Perplexed by the never-ending violence in the Middle East, the senator asked: "Why do they hate the Israelis and despise their right to exist? Why do they hate each other? How do they tell the difference? They all look the same to me."

Now don't let that surprise you since "President Bush had a similar challenge."

Laurence Pintak, director of the Adham Center for Electronic Journalism at the American University in Cairo, wrote in a recent column: "It's not that President Bush was unable to tell the difference between Sunnis and Shias. Even after 30 years of covering the Middle East, that remains a very difficult task. But the president had no clue they even existed."

Mr. Pintak quotes a new book by Peter Galbraith, "The End of Iraq," in which the author describes the president becoming "very perplexed during a briefing a few months before the invasion, when his guests kept talking about the Sunnis and Shias in Iraq. 'I thought the Iraqis were Muslims,' the president declared."

Upon leaving the White House after four or maybe eight years, departing presidents also leave the Arab-Israeli problem unsolved for the next administration to tackle. In the interim, the Middle East problem only accrues interest, much like a profitable bank account -- except in this case it holds not capital but hate and violence. The ultimate payoff comes after placing all those ingredients into a boiling pot and allowing them to percolate until the next Middle East war explodes.

Take the Six-Day War of June 1967. The United States intervened as a broker, after making sure Israel had ample amounts of guns and munitions to fight off the Jordanian, Syrian and Egyptian armies. Once a cease-fire went into effect, attempts to negotiate a lasting settlement went nowhere. Stagnation set in and the Palestine Liberation Organization saw the day. Within a short time the PLO produced a plethora of offshoots, from extreme leftist-Marxist groups (PFLP, DFLP) to more moderate (Fatah) to groups who made no qualms about hiding their affiliation to other Arab regimes (Saiqa, Syria) (PLF, Iraq), (PFLP-GC, Syria, Libya and sometimes Iraq.)

And as every administration tried to introduce a new plan from the United Nations Resolution 242 and 338, and other sets of numbers that make it sound like a game of bingo --the Rogers peace plan, and the George Mitchell plan, the Oslo accords, the quadripartite Roadmap to peace -- instead of smoothing the way, only made it more complicated with new players increasingly intransigent. Look at Hamas in the Palestinian territories and compare it to the PLO, now seen as a moderate entity.

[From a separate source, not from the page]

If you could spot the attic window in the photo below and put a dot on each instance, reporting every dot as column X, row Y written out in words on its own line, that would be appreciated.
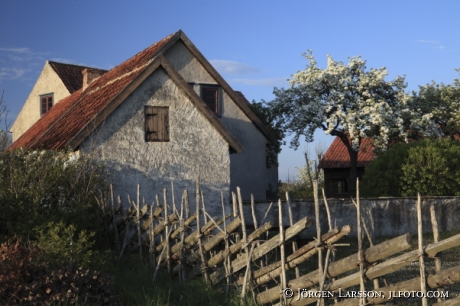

Oh, how much easier negotiating a peace treaty with the PLO would have been than dealing with Hamas. Oh, how much easier sitting at the same table with Syrian President Hafez Assad might have been than trying to deal with his son Bashar and the Islamist groups Hamas and Islamic Jihad now based in Damascus. And don't forget the strings Damascus can pull in Lebanon.

Had a settlement to the Palestinian question been reached a decade or two ago, would there even be an Osama bin Laden to contend with today? Would the war in Iraq have been necessary?

In all likelihood, President Bush will leave the White House in 2008, leaving behind unfinished business in the Middle East. His successor will inherit an even more complicated situation, this time with additional players, such as Iran, which enters the scene with a nuclear card up its sleeve.

The longer the Middle East problem is left unresolved, the more violent the next conflagration. Need proof? Look at the level of violence unleashed during 34 days of hell in Lebanon over the summer when Israel and Hezbollah clashed.

The outcome of that short war -- or rather long, by Middle East standards -- is yet to be decided. But one thing is already certain, and that is the level of worry displayed by some Western intelligence agencies, given the uncertainty that continues in the Middle East, and the fact the United Nations Interim Force in Lebanon (UNIFIL II) with its soon-to-be 15,000 troops offers Syria, Iran and Hezbollah 15,000 potential hostages.

Mr. President, a settlement of the Middle East conflict should be a top priority.

Claude Salhani is international editor for United Press International.